Foreigner in her own land

Being a third-culture kid at SPU

Haley Blain, Guest Writer

(Courtesy of Haley Blain)

I am a third-culture kid.

A third-culture kid is a person who is born into one culture but is raised in a different one. I was born in America, but I was raised in China from age 8-14. My family moved because my dad had a job opportunity open up in Shanghai and my parents felt that they were being called to live internationally. Transitioning back to my home culture after being away was a unique challenge because, although I might not look like a foreigner, I have been absent from my home culture for years.

Past photos reflect Haley’s time when she lived in Shanghai. (Courtesy of Haley Blain)
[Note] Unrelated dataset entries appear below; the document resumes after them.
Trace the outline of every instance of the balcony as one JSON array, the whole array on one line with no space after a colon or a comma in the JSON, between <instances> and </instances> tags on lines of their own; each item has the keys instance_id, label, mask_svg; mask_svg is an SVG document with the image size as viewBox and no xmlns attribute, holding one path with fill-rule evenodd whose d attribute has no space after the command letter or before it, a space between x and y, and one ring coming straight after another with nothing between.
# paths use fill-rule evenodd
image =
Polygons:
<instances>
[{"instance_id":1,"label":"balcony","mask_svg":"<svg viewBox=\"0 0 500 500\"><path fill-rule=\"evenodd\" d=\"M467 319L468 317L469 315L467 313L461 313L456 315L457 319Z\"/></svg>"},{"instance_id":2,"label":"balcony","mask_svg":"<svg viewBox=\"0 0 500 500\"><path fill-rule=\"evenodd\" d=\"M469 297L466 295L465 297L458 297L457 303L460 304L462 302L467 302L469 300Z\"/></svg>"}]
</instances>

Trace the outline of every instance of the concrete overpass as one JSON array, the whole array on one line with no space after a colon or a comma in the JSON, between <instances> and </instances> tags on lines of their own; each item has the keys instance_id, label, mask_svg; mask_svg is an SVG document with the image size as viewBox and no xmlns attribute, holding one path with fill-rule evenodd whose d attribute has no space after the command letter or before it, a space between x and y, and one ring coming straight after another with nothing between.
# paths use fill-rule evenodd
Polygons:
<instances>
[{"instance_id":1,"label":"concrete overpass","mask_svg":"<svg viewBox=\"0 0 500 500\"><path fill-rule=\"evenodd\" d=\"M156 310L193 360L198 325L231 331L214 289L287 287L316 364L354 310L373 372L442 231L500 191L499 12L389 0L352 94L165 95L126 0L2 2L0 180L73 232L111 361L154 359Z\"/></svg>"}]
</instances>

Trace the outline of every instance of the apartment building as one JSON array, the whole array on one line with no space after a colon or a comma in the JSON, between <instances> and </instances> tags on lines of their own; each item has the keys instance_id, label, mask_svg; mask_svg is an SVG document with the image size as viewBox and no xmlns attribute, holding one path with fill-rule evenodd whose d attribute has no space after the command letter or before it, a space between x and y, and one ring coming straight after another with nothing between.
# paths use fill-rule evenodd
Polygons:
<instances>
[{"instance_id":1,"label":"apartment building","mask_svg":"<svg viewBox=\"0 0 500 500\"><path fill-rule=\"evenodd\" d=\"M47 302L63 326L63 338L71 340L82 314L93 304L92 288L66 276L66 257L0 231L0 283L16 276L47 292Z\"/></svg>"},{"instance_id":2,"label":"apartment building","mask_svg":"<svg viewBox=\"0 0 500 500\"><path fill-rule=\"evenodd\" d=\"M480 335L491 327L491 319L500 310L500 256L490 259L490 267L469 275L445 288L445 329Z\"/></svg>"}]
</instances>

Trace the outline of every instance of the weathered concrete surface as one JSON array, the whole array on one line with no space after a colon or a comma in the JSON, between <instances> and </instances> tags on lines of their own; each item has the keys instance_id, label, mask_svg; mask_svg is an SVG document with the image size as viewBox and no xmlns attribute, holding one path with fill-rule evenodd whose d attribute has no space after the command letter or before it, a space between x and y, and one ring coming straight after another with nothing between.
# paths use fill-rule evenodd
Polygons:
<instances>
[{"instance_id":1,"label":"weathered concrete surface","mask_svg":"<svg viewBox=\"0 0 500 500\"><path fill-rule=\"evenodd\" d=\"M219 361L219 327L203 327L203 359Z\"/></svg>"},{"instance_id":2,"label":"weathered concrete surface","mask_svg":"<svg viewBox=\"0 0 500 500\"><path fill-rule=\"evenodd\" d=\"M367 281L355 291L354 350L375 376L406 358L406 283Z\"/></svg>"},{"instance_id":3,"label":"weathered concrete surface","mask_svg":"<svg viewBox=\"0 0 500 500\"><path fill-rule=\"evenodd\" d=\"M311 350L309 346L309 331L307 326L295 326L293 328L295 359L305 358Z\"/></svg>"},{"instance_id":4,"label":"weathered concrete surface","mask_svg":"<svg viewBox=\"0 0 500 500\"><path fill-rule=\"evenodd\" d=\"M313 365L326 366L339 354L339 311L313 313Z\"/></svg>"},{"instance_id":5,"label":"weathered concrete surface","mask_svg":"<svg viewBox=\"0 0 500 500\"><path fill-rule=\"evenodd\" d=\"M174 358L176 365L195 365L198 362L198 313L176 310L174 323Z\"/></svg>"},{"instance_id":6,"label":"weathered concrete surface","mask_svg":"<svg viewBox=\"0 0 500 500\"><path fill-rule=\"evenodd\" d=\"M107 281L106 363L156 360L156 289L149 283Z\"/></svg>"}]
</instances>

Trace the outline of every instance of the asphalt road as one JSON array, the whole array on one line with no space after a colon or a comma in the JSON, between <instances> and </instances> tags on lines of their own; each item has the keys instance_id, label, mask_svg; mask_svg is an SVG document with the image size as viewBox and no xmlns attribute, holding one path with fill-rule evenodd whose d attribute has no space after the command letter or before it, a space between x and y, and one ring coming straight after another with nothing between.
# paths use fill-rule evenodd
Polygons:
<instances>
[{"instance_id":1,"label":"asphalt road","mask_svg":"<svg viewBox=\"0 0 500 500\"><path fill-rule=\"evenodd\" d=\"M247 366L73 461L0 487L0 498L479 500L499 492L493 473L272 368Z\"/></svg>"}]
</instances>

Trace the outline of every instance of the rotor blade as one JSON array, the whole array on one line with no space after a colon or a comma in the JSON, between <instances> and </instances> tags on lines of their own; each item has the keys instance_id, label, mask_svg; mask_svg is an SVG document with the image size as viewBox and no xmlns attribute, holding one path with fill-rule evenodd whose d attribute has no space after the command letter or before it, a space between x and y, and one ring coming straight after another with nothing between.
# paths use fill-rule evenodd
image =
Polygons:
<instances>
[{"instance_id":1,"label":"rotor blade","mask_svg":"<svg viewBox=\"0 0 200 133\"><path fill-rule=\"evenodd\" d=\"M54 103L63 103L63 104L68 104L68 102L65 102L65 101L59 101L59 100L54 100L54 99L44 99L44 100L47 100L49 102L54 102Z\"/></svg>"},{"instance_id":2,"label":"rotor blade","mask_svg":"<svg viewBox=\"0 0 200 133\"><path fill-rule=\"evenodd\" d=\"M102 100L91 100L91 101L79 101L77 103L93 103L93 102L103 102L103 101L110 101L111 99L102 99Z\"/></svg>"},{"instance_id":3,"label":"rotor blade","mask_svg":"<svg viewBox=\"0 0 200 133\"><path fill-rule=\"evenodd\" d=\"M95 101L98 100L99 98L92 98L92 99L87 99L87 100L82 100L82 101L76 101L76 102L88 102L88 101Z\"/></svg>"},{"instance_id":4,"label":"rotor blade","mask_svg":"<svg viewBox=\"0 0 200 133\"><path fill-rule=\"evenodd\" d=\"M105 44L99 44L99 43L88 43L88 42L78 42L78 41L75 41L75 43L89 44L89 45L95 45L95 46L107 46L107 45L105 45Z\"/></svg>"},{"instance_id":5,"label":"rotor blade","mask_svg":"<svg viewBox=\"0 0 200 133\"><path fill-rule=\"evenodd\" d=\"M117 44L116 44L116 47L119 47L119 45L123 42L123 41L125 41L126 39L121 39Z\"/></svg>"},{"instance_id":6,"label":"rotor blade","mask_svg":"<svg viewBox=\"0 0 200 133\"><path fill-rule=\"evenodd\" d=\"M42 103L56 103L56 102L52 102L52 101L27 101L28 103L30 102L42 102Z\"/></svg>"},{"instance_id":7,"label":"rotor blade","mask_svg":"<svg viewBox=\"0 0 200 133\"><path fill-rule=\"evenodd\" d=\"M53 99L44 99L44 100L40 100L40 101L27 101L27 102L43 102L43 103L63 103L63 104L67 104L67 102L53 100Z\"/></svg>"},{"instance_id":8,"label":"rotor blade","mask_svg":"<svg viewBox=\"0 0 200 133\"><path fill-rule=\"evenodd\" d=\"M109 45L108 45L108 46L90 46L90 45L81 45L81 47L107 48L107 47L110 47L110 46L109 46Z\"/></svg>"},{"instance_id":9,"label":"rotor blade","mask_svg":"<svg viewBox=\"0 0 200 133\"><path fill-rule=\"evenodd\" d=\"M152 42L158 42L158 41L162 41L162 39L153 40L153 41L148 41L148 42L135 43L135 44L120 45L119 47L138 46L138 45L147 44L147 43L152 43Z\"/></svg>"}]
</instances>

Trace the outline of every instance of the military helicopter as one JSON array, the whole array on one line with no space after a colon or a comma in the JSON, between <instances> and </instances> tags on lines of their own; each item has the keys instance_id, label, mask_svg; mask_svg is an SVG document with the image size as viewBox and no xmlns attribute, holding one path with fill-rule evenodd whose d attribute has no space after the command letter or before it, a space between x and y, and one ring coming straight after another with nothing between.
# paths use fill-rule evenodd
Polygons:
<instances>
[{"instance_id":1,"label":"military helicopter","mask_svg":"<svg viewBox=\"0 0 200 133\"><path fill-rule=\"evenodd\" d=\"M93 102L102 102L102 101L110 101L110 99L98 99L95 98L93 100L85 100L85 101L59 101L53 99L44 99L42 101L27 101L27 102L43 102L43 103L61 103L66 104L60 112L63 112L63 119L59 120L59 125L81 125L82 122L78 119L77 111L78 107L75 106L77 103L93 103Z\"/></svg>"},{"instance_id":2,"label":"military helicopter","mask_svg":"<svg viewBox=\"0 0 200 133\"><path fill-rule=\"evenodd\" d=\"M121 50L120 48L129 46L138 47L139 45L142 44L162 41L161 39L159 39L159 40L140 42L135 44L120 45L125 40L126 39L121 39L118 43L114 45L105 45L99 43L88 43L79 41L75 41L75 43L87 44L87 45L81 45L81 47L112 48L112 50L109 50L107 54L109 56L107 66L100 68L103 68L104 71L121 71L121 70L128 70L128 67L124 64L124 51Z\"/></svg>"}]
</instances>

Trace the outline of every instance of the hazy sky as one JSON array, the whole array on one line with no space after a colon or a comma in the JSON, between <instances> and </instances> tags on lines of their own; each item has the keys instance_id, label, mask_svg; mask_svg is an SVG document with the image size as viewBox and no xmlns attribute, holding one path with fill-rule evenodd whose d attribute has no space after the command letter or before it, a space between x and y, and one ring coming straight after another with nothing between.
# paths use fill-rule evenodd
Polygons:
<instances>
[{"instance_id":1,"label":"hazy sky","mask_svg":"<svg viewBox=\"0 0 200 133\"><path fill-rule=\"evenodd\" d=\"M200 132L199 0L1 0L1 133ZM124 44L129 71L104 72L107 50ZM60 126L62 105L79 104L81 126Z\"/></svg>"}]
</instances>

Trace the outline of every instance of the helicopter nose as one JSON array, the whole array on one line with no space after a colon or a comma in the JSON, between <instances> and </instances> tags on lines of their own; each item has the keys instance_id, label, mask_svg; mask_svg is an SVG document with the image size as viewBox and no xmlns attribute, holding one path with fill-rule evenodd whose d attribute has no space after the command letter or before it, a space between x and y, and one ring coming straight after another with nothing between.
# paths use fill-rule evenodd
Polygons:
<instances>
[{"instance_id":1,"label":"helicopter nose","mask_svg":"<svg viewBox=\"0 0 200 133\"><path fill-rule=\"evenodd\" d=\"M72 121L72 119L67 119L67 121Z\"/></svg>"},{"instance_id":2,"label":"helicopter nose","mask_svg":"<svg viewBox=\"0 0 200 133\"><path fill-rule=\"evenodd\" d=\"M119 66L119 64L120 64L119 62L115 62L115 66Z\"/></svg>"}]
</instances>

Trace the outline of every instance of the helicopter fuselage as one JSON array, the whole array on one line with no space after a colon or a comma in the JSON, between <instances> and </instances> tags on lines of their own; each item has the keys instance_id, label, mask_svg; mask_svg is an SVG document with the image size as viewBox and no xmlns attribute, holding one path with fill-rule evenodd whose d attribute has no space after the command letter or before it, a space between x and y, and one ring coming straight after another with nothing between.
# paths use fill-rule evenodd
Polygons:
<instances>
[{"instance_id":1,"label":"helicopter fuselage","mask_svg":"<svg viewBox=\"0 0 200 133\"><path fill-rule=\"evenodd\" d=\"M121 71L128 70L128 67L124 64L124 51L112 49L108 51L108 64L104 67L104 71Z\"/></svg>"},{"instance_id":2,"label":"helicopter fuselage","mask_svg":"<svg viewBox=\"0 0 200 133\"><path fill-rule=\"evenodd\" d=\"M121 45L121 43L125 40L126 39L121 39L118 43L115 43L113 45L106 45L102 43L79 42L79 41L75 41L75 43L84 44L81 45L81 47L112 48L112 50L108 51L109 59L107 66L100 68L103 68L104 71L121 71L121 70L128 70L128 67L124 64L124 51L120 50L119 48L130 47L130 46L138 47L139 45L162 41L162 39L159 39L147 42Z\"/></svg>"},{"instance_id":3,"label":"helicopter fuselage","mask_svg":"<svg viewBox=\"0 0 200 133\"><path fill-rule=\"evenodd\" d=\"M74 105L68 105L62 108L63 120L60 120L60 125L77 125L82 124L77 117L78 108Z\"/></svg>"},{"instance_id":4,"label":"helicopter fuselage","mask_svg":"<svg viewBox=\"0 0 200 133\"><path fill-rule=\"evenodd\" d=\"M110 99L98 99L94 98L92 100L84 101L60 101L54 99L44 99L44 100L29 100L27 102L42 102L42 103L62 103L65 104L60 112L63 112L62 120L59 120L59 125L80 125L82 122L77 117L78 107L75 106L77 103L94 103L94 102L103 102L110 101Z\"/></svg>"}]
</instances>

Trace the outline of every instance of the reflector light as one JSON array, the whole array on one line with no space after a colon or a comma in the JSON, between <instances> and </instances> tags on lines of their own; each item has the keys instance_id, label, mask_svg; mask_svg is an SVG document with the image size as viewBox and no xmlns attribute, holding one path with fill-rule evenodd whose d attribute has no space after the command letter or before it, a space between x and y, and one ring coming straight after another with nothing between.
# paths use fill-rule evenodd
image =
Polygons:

When people look at me, they see a white, American girl who is from Los Angeles and now goes to school in Seattle. None of that is incorrect, yet it leaves out the biggest, dearest parts of me. I can blend in. My speech, clothes and demeanor all support this identity. I know a lot of pop-culture references and I can share stories about nostalgic TV shows or music.

What people don’t know is that I watched Good Luck Charlie from a pirated DVD sitting on the couch of my 19th-floor apartment in Shanghai. What people don’t know is that I listened to most early 2000s pop music via “QQ Music” which is a free music app popular in China. What people don’t know is that I’ve been to an international school, homeschool co-ops and bilingual schools, but up until my freshman year of high school I had never attended public school in America.

While I could relate and even contribute to the conversations with my peers, I felt alone. Here I am completely ‘normal’ on the outside, yet am full of memories and experiences no one around me shares.

I have moved nine times in my life. The weight of moving that much did not hit until my most recent move to Seattle for college. I was envious of my new college friends that have grown up in the same city or home their entire lives. My feelings of being a foreigner in my own country have never been this strong.

I thought that talking about my time in China would help combat this feeling of loneliness. Yes and no. While some people meet me with kind questions and genuine interest, I have also been met with rude or racist comments about China or even a glazed overwhelmed look that shows that they don’t know what box to put me in and that they don’t even want to do the work to understand my experience.

Over winter break, I grieved this feeling of displacement and bewilderment. I unpacked the fact that there were layers to my pain, as there always is. Because it wasn’t just that I didn’t get to have a stable idea of what home was, but it was the fact that I have transferred school so many times that my engagement with hobbies and extracurriculars are far from what is viewed as normal in America. For instance, I have never played a sport because the opportunity never arose in China. Playing sports seems to me like a huge part of American childhood that I missed out on. It was also the fact that I’ve moved so many times and lived so far from family that my relationships are not the same as my peers.

I have a few friends I met in China that I consider best friends, but in terms of when I entered into high school, I knew no one. When I go home for breaks it is a little lonely because I do not have friends that I have known my whole life or grown up alongside. My closest friends live thousands of miles away.

To put it bluntly, my social capital, in the American sense, is weak. Nothing about me is traditional and here I found myself in college with the most traditionally American friend group I had ever had – ‘traditional’ in the sense that they all had lived in one place their whole lives and engaged in white American culture. In high school, most of my friends were people of color. I think because we could all understand the experience of having multicultural lives. I want to be clear that since I am white I engage a lot with white American culture, but have this third-culture experience blended in with it.

As all of this became apparent to me, I felt the need to process my international childhood. I now know that I value diverse friendships because it ministers to the third-culture side of me. As I move forward I am going to try to be more intentional about cultivating diverse friendships so that I don’t have to feel so alienated here at SPU. I plan to check out the clubs for international students and spend more time with the few people I know who have lived internationally.

If you are a fellow TCK, an international student or someone who has moved around a lot, know that you are not alone. I think it’s therapeutic to have friendships that acknowledge all sides of a person. To spend time fretting over the things we wish happened or the things we cannot change points us backward and not forwards. Everyone’s experience is unique and we all have something to contribute. Instead of viewing experiences as what separates us, try looking at them as the areas where we have something of value to contribute that is desperately needed.